Transfer fees received and paid are usually spread out over several years. Does the reported amount include the full fee, or just the amount during the financial year?

The amount received in that year. They could report future expected value of certain deals but imagine they don't.

Better tax purposes to get those payments over a number of years.
 
There are some quite odd figures being reported here. It's our first loss since being promoted I believe.

On transfers, we spent £119m on 7 players (Benkovic, Soyuncu, Ward, Ghezzal, Maddison, Evans, Ricardo). Looking at how much they were reported as costing, we paid quite a lot more on some of these than expected.

The worst bit though is the money made on player sales - £58m. This includes the sale of Mahrez (so we obviously didn't get £60m for him) as well as Musa (we obviously didn't get the silly money reported for him either) and Benaloune (we obviously didn't get the money reported for him too).

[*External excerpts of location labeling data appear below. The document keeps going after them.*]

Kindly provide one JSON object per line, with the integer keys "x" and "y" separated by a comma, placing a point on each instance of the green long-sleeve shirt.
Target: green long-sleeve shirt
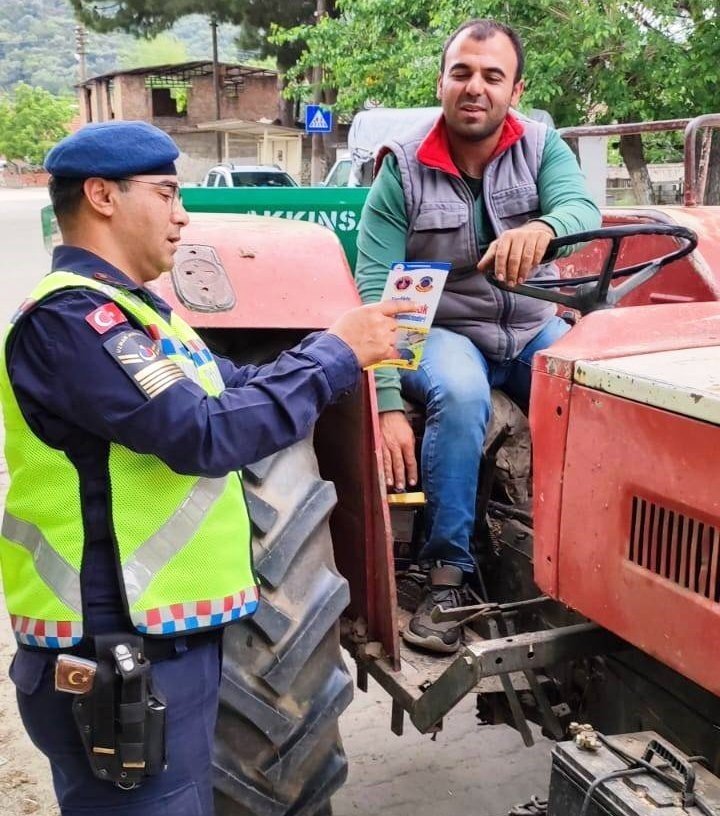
{"x": 564, "y": 204}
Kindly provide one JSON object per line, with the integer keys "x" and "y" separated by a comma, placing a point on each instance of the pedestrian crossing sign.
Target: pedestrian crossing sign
{"x": 317, "y": 120}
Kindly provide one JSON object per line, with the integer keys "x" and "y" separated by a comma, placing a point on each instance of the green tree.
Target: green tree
{"x": 161, "y": 50}
{"x": 599, "y": 61}
{"x": 151, "y": 17}
{"x": 31, "y": 121}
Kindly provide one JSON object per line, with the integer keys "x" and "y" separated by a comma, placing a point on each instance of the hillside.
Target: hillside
{"x": 37, "y": 44}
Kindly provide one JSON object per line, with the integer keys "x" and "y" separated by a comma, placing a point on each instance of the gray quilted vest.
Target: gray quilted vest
{"x": 441, "y": 227}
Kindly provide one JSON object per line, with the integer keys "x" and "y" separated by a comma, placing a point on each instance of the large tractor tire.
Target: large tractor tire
{"x": 277, "y": 745}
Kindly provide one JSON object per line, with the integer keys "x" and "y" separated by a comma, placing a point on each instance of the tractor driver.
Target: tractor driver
{"x": 123, "y": 435}
{"x": 483, "y": 183}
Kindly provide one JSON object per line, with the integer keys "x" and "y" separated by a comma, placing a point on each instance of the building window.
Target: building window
{"x": 163, "y": 103}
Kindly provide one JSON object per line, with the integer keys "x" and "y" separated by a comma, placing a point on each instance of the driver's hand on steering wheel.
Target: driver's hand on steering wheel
{"x": 517, "y": 251}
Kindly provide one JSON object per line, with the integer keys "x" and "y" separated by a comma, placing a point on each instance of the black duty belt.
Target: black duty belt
{"x": 156, "y": 649}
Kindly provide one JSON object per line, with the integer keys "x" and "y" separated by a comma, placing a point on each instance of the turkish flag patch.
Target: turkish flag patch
{"x": 105, "y": 317}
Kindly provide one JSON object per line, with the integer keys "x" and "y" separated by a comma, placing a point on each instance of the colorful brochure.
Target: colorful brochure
{"x": 419, "y": 282}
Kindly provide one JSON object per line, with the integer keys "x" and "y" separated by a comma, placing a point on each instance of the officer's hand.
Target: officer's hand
{"x": 398, "y": 450}
{"x": 370, "y": 330}
{"x": 517, "y": 251}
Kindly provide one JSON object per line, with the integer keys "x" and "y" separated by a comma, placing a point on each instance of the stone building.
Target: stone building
{"x": 180, "y": 99}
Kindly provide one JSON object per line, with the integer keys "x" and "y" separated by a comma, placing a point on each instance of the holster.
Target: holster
{"x": 122, "y": 719}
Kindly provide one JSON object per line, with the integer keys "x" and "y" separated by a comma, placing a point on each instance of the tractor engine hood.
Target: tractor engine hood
{"x": 684, "y": 381}
{"x": 624, "y": 415}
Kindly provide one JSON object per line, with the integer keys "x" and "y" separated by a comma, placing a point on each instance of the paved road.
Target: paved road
{"x": 467, "y": 771}
{"x": 24, "y": 257}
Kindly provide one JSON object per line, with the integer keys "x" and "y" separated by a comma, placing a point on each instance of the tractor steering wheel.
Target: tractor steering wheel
{"x": 593, "y": 292}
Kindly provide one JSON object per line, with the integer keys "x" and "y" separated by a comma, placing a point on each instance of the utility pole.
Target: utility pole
{"x": 216, "y": 84}
{"x": 317, "y": 160}
{"x": 80, "y": 51}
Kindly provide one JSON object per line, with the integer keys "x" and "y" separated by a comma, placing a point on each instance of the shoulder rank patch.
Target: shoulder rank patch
{"x": 141, "y": 359}
{"x": 105, "y": 317}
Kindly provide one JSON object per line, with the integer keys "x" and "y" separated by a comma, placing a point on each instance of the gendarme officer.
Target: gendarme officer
{"x": 123, "y": 439}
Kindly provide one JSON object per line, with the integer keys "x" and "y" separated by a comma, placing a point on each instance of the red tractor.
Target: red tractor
{"x": 601, "y": 567}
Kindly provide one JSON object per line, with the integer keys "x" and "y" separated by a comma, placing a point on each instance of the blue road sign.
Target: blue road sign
{"x": 317, "y": 120}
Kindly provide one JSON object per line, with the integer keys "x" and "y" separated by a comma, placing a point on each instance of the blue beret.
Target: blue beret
{"x": 113, "y": 150}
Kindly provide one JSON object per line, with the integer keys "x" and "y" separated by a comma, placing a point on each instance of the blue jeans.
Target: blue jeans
{"x": 453, "y": 382}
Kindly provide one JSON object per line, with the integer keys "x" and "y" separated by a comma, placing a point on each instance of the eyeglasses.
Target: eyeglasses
{"x": 172, "y": 189}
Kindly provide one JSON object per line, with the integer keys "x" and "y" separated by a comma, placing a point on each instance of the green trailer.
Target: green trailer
{"x": 337, "y": 208}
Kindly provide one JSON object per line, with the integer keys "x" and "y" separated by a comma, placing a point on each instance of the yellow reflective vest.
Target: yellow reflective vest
{"x": 182, "y": 543}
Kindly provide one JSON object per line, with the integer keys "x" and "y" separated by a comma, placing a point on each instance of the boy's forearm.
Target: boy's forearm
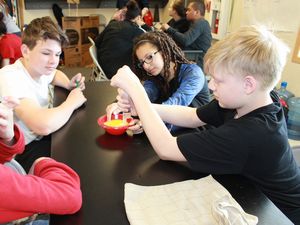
{"x": 162, "y": 141}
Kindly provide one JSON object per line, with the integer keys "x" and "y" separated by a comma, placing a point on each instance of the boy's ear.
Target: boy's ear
{"x": 250, "y": 84}
{"x": 24, "y": 50}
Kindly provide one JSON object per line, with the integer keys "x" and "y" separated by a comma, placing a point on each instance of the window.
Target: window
{"x": 296, "y": 54}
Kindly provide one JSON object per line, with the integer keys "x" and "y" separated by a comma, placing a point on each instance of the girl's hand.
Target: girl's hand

Iborra and Ulloa were also sold during this period!

So whereas we could have expected to break even on that year of transfers based on what was reported at the time, it looks like we are actually more than £60m down!

We've reported a big increase in sponsorship but I've no idea where this has come from - any ideas? Maybe we've learnt from the Man City school of doing sponsorship deals with ourselves.

It cost about £10m to sack Puel and bring in Rodgers.

Just £13m of the costs of the new training ground are included in these accounts so a huge amount will have to be incorporated into our 19/20 ones (we've spent an additional £41m since these accounts). We've also spent £2.6m on the stadium development planning.

Our player/staff wage bill increased by over £30m too.

The Maguire money is due in the next accounting period but we spent at least as much as we got for him on players in so there won't be any surplus to play with. We probably need the Champions League this season to pay the bills!
Transfer fees received and paid are usually spread out over several years. Does the reported amount include the full fee, or just the amount during the financial year?
Exactly. Without knowing what is and isn’t included in the figures, on this front, it’s impossible to interpret them accurately.
 
Of course having loaded owners doesn’t equate to being able to spend as a club or even being a ‘rich’ club. But it sure as shit doesn’t hurt.
 
Pretty standard accounting. Fees recieved for players will be spread over a few years worth of figures as will the cost of the training ground or any 'loan' payments made towards this. The club is in a perfectly viable and stable financial state at present and any talk of having to sell off every player of worth to make ends meet is nonsense.
 
Forbes estimated the wealth of the family at £5.9bn in March. Now they are saying £3.9bn.